5. Wie kann es gelingen, gemeinsam Ziele zu erreichen und Erfolge zu organisieren, die einen Unterschied im Leben machen?

Wir brauchen keine „Hoppla-hopp“-Kampagnen, die in der eigenen Außendarstellung oft gar nicht vertieft und nur unzureichend vermittelt werden (Beispiele: „5 Milliarden für den Wohnungsbau“ oder das Nahverkehrskonzept „Kostenfrei bis 2025“), so dass sie schnell wieder verpuffen (oder auch nur als eine taktische Silvesterrakete wahrgenommen werden). Wenn so etwas (inhaltlich Richtiges) „rausgehauen wird“, muss eine breite und andauernde (ggf. auch sich wiederholende) Kampagne begonnen werden – bis in die Kreisverbände hinein. Dazu gehören dann Videos, viele Presseauftritte, Großflächenplakate (lieber weniger Flyer-Material – der portugiesische „Bloco de Esquerda“ macht mit solchen Plakataktionen sehr gute Erfahrungen!) etc. Vieles in der Partei darf inhaltlich nicht dem Zufallsprinzip überlassen werden. – Auf Landesverbandsebene wird sogar der Fehler gemacht, auf die Motivation und die Aktionen der (oft viel zu kleinen) Kreisverbände zu setzen oder sogar darauf zu warten... Nein, bei zentralen Themen sollte die Parteistruktur genutzt werden, um auf zentrale Themen auch „von oben“ zu orientieren. Bei „Das muss drin sein“ gab es dazu solche Strukturen (auch wenn nicht alles gut geklappt hat) – sie sind unverzichtbar! – Auch in den nachfolgenden Langzeitkampagnen „Wohnen“ und „Pflege“ sind noch immer positive Ansätze, die sich bis in die Kreisverbände und die „Basis“ verbreiten. – So etwas sollte zu den Themen „Mindestsicherung“ und „Endlich sozial umverteilen!“ ebenfalls erfolgen!

 

 

6. Gibt es etwas aus eurer Praxis, von dem andere lernen könnten?
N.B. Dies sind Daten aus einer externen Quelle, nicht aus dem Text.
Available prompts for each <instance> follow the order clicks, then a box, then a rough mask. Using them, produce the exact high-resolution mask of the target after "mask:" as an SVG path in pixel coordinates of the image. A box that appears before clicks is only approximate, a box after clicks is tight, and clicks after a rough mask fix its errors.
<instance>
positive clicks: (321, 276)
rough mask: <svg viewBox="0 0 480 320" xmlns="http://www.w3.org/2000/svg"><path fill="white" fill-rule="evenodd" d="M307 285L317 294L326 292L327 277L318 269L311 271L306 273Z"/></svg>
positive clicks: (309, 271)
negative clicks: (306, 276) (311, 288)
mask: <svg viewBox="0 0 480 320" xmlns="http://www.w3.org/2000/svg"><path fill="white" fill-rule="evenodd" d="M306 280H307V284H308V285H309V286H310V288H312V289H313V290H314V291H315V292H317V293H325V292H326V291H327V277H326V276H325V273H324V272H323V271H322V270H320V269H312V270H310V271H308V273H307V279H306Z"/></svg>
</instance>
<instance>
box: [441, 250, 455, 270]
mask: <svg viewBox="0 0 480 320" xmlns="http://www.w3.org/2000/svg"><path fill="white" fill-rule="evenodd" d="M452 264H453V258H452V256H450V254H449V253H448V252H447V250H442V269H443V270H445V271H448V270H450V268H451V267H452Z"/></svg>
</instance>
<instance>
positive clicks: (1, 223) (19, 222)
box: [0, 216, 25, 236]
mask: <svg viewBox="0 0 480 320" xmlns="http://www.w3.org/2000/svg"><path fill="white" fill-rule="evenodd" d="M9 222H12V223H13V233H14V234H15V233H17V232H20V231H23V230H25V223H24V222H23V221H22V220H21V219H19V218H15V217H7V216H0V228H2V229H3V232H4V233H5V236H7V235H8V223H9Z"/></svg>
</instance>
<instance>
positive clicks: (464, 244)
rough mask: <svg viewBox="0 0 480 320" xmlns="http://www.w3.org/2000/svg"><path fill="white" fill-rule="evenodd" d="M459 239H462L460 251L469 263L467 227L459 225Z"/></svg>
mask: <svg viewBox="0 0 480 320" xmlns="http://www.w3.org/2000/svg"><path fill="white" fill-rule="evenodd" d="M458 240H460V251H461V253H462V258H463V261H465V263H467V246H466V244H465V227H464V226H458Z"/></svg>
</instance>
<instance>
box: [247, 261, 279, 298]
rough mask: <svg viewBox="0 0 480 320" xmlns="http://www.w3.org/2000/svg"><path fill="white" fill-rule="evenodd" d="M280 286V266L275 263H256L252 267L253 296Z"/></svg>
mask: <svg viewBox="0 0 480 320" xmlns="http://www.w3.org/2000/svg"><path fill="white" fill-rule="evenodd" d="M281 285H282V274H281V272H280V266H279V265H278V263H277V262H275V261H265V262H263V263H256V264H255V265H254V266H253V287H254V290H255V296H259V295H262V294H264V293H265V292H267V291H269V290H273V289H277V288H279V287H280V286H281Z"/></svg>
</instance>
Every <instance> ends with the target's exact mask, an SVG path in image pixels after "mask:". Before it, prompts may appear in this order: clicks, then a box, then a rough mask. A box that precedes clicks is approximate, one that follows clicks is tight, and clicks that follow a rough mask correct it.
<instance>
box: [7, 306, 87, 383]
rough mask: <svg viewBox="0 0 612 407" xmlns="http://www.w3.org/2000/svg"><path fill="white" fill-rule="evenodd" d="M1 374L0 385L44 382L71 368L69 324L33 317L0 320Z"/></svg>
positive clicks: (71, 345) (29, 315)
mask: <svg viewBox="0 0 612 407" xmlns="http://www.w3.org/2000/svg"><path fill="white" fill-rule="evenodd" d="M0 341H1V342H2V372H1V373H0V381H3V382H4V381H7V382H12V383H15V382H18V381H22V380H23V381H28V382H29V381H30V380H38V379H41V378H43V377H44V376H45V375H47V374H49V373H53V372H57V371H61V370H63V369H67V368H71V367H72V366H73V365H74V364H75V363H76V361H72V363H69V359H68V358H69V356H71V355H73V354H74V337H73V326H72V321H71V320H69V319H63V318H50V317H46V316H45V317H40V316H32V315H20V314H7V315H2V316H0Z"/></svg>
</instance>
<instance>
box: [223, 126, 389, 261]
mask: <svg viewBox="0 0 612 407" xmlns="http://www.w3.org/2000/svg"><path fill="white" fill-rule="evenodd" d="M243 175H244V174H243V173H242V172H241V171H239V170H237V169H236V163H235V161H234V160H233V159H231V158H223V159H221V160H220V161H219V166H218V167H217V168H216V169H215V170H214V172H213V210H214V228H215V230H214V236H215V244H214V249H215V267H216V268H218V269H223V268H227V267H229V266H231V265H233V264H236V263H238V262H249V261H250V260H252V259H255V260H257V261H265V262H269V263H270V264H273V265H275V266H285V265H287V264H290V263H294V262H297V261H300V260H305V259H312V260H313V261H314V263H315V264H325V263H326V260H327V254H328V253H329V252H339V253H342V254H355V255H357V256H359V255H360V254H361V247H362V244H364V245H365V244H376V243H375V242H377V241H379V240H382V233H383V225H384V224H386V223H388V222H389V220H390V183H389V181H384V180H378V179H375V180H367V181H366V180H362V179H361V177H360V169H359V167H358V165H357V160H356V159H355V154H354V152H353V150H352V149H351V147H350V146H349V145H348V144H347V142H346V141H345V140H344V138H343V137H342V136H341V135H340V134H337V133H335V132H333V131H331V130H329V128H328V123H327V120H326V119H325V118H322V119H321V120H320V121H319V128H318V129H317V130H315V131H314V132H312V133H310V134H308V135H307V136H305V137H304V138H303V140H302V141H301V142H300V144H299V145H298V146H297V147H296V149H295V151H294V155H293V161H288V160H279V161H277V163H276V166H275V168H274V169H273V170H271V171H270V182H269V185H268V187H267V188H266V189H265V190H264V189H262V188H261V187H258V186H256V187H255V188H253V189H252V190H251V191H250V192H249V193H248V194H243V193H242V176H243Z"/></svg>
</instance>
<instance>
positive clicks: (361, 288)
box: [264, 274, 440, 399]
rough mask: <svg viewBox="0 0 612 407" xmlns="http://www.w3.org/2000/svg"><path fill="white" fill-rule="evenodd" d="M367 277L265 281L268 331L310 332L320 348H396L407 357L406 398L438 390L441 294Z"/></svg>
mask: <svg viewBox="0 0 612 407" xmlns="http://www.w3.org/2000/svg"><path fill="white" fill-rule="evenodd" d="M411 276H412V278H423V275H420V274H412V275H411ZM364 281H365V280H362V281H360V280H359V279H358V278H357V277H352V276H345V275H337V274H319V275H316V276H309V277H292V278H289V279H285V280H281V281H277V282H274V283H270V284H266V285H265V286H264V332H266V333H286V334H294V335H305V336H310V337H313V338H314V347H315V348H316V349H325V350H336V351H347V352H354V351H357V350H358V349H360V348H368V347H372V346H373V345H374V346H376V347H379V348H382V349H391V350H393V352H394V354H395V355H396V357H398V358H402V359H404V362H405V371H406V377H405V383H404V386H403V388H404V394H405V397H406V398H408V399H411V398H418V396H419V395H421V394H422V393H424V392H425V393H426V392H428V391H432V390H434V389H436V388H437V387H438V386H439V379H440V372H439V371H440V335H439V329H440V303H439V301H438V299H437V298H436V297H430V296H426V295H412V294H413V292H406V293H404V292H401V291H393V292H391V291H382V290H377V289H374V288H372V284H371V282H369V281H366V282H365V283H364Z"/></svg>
Aus meiner Zeit als Kreisvorstandsmitglied im Flensburger Kreisverband (2016-2019) habe ich gute Erfahrungen und gute Erinnerungen, wenn thematische Schwerpunkte bei den Mitgliederversammlungen und in Workshop-Treffen vorbereitet, besprochen und für Aktionen vorbereitet werden. Wir haben seit Mitte 2018 ein Jahr lang die Kampagnen „Wohnen“ und „Pflege“ aufgenommen und über ein Jahr lang „beackert“ und wurden mit recht vielfältigen Aktionen in der Öffentlichkeit recht gut (und als thematisch kompetent) wahrgenommen und beachtet.